I grin. “Well, yeah.” I nod to my phone. “I’ve just seen your boobs.”

She laughs. “Sorry to disappoint, but I don’t put out on the first date.”

“Funny, that’s not what I heard.”

Her laugh grows. “Busted!”

I lift one corner of my mouth, liking this easy, playful energy between us. “Maybe we can do something tomorrow if I’m not so exhausted and the leg is a bit more healed?”

Emery nods. “Perfect.”

“You’re exhausted, too. I can see it.”

She shrugs. “Being tired feels like a blessing, honestly. I’ll be tired if it means I don’t lose my husband.”

I smile at her. “You don’t have to sleep on the couch, you know.”

“I want you to be comfortable.”

“The bed is big enough for two people,” I say.

“Yes, but I mean emotionally as well as physically. I want you to know that I’m committed to helping you come back to this life however I can. And if we’re going to get to start over, let’s do it for real. You take the bed, and I’ll sleep out here.”

I begin to protest, but she holds up a hand to stop me.
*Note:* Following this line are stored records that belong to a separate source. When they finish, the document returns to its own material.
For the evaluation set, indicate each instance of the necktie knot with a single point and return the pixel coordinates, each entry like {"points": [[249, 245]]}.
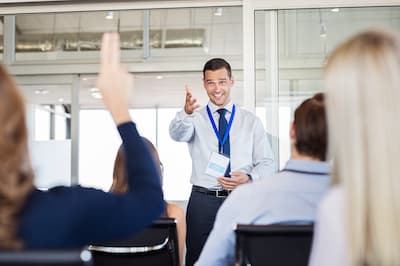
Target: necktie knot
{"points": [[224, 147], [221, 111]]}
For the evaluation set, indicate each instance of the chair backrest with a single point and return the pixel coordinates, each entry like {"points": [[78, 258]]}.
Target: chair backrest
{"points": [[273, 244], [155, 246], [46, 258]]}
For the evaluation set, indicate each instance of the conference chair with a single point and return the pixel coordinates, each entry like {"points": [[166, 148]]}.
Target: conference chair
{"points": [[277, 244], [155, 246], [46, 258]]}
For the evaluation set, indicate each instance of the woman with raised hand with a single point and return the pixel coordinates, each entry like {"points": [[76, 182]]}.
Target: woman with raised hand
{"points": [[359, 219], [120, 185], [68, 217]]}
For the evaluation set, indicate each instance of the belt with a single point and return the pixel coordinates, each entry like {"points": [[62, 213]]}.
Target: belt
{"points": [[216, 193]]}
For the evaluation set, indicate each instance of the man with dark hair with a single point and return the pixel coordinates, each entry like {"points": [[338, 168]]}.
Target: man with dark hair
{"points": [[228, 146], [291, 196]]}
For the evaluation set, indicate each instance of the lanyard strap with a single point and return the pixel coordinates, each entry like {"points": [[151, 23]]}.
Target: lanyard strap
{"points": [[303, 172], [228, 128]]}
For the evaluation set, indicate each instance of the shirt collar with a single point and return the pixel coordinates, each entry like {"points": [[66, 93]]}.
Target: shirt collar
{"points": [[309, 166], [214, 108]]}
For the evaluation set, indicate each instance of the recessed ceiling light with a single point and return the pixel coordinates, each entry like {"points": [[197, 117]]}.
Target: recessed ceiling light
{"points": [[109, 15], [218, 11], [96, 95], [41, 91]]}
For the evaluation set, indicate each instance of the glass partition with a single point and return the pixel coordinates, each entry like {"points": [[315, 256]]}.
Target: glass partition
{"points": [[49, 127], [305, 38]]}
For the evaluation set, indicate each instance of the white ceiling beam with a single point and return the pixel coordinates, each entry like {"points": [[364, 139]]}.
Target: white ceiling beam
{"points": [[29, 7]]}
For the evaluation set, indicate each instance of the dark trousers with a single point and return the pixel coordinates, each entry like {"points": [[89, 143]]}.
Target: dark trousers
{"points": [[200, 216]]}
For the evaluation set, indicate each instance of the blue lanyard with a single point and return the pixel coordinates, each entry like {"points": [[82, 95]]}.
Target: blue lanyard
{"points": [[304, 172], [221, 142]]}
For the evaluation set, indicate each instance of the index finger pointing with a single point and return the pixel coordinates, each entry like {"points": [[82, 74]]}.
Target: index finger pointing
{"points": [[104, 50], [115, 52]]}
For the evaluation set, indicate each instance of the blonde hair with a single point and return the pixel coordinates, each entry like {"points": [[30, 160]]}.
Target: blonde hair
{"points": [[363, 92], [16, 175]]}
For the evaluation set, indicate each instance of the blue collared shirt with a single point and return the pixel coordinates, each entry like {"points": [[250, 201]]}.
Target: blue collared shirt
{"points": [[250, 149], [289, 196]]}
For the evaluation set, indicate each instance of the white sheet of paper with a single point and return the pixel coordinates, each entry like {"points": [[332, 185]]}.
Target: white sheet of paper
{"points": [[217, 164]]}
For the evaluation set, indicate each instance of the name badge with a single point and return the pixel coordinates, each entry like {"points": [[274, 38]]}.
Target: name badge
{"points": [[217, 164]]}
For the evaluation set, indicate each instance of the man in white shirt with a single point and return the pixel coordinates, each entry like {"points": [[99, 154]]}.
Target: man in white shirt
{"points": [[223, 138]]}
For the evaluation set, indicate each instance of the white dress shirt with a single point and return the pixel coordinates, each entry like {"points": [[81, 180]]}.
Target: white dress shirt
{"points": [[329, 243], [250, 151], [290, 196]]}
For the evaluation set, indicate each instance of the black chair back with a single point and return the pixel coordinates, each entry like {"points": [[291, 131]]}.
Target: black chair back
{"points": [[277, 245], [155, 246], [46, 258]]}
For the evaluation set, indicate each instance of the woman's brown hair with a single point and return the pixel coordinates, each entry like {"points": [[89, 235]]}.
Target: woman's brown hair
{"points": [[16, 175], [311, 127], [120, 181]]}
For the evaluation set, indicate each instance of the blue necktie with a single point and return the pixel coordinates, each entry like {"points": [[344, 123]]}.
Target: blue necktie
{"points": [[225, 149]]}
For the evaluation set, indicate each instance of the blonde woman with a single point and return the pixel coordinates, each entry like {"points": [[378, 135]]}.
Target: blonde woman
{"points": [[71, 217], [359, 219], [120, 185]]}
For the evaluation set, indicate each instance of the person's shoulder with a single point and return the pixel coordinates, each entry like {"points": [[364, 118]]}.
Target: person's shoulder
{"points": [[333, 199], [174, 211], [73, 192]]}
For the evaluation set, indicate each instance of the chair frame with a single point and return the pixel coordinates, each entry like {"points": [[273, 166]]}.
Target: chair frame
{"points": [[47, 257], [244, 232], [170, 242]]}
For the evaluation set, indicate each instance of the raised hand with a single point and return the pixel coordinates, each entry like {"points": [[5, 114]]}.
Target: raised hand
{"points": [[190, 102], [114, 81]]}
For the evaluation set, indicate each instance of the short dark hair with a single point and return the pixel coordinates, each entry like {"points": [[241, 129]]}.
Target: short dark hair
{"points": [[311, 127], [216, 64]]}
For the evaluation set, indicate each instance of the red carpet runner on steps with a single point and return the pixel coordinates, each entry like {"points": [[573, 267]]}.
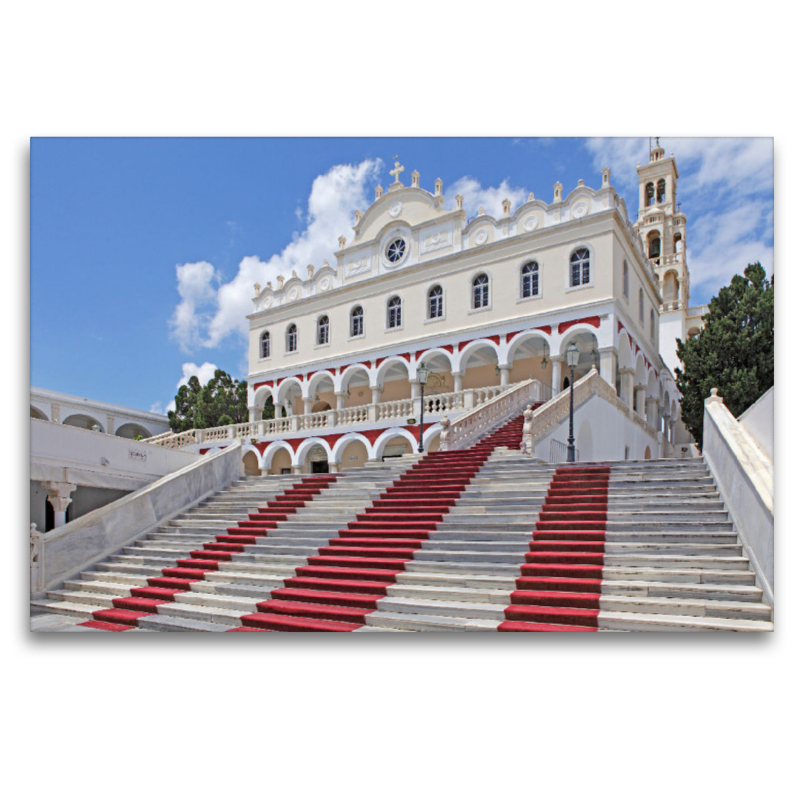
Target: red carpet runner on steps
{"points": [[339, 587], [560, 585], [342, 585], [144, 599]]}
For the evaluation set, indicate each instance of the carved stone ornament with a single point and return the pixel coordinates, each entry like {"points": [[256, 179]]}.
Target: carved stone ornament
{"points": [[579, 210]]}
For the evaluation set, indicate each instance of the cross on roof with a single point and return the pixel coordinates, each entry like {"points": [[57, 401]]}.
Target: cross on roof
{"points": [[396, 171]]}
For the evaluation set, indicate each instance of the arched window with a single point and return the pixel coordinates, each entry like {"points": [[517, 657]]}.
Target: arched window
{"points": [[580, 272], [291, 338], [625, 279], [394, 313], [435, 302], [323, 330], [480, 291], [530, 279], [357, 321]]}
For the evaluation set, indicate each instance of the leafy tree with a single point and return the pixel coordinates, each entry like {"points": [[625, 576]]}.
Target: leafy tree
{"points": [[735, 351], [222, 401]]}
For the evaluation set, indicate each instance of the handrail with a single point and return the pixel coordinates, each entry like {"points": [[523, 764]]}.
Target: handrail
{"points": [[441, 403], [475, 424]]}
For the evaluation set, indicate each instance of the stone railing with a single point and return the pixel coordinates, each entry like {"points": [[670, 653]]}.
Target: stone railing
{"points": [[407, 408], [745, 476], [68, 549], [549, 416], [487, 416]]}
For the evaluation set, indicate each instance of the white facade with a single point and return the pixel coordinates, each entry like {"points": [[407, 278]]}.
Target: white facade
{"points": [[80, 412], [485, 304], [77, 467]]}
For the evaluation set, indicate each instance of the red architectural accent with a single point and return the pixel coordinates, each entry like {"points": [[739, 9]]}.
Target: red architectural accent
{"points": [[594, 321]]}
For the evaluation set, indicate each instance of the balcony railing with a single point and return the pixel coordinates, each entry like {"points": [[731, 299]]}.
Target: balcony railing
{"points": [[387, 411]]}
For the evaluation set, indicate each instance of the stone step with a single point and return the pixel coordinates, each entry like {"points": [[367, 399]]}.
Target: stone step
{"points": [[609, 620]]}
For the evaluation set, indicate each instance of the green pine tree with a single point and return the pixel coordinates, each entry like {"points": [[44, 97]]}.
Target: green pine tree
{"points": [[735, 351], [222, 401]]}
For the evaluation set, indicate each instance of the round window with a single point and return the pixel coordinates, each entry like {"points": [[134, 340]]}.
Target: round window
{"points": [[396, 250]]}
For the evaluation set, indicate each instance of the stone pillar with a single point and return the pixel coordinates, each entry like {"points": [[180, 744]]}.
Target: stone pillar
{"points": [[638, 399], [608, 364], [651, 405], [60, 496], [626, 386], [556, 378]]}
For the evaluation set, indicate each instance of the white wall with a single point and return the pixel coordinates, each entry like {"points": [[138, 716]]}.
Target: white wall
{"points": [[98, 459], [759, 422], [601, 433]]}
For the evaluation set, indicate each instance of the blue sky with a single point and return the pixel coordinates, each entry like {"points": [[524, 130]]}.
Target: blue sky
{"points": [[144, 251]]}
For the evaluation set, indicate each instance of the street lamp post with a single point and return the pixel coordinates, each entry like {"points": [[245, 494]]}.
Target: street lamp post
{"points": [[422, 377], [573, 354]]}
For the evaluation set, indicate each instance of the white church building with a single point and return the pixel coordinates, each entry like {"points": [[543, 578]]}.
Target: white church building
{"points": [[489, 306]]}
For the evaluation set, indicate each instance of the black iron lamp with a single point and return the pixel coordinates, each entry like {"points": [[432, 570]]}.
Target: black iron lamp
{"points": [[422, 378], [573, 354]]}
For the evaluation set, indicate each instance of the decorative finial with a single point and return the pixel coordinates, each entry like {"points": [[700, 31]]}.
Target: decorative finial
{"points": [[397, 170]]}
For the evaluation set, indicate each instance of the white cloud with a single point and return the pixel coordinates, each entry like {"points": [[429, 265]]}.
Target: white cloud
{"points": [[205, 372], [196, 288], [726, 191], [210, 310], [490, 198]]}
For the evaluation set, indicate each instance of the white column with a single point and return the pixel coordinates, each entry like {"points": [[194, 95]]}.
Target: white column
{"points": [[608, 362], [638, 399], [60, 496], [626, 386], [556, 377], [651, 404]]}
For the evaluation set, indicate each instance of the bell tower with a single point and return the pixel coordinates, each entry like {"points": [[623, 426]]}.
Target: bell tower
{"points": [[662, 227]]}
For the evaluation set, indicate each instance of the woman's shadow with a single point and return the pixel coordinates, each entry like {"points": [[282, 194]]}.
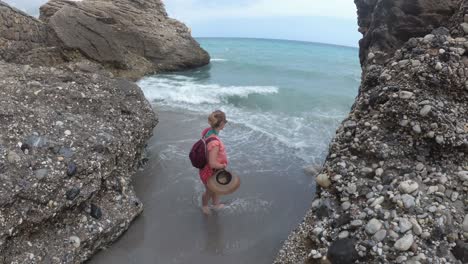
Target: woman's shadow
{"points": [[214, 243]]}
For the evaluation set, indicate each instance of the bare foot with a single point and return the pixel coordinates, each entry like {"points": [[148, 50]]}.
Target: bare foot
{"points": [[218, 206], [206, 210]]}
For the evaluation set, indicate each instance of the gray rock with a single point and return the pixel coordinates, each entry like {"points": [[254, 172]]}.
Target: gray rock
{"points": [[405, 225], [405, 95], [323, 180], [408, 201], [13, 157], [345, 206], [380, 235], [135, 47], [464, 27], [465, 223], [417, 230], [41, 173], [356, 223], [425, 110], [373, 226], [408, 186], [343, 234], [463, 175], [404, 243]]}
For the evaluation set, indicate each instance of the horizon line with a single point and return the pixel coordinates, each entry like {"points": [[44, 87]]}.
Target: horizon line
{"points": [[292, 40]]}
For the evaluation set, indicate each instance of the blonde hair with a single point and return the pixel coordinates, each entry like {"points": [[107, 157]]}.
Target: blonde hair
{"points": [[216, 118]]}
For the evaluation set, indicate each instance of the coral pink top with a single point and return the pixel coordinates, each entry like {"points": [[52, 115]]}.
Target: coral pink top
{"points": [[207, 171]]}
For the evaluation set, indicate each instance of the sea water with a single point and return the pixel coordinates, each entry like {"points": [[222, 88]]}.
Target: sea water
{"points": [[284, 101]]}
“You are not sleeping on the couch, Luca. I’m not even entertaining the idea. You’re still healing and could really hurt yourself if you fell off. Besides,” she says, looking down to where Honey is leaning against my side, “I don’t think you and your new girlfriend would both fit out here anyway.”

As if she knows she’s the topic of conversation, Honey looks up at me and thumps her tail against the sofa.

I may not remember all the details of who I am, but I know I would never agree to my wife sleeping on the couch while I have our entire bed. That said, Emery does have a point; I’d be arguing for the sake of my ego. “Fine,” I say. “But I reserve the right to renegotiate at a later time.”

Emery grins and the uneasy thing in my stomach unwinds, just a little.

It’s clear our marriage wasn’t perfect, not by a long shot. But if there’s one thing I’m certain of already in this new life, it’s this: Emery loves me enough that she literally kept me from dying. For that, she deserves another chance, too.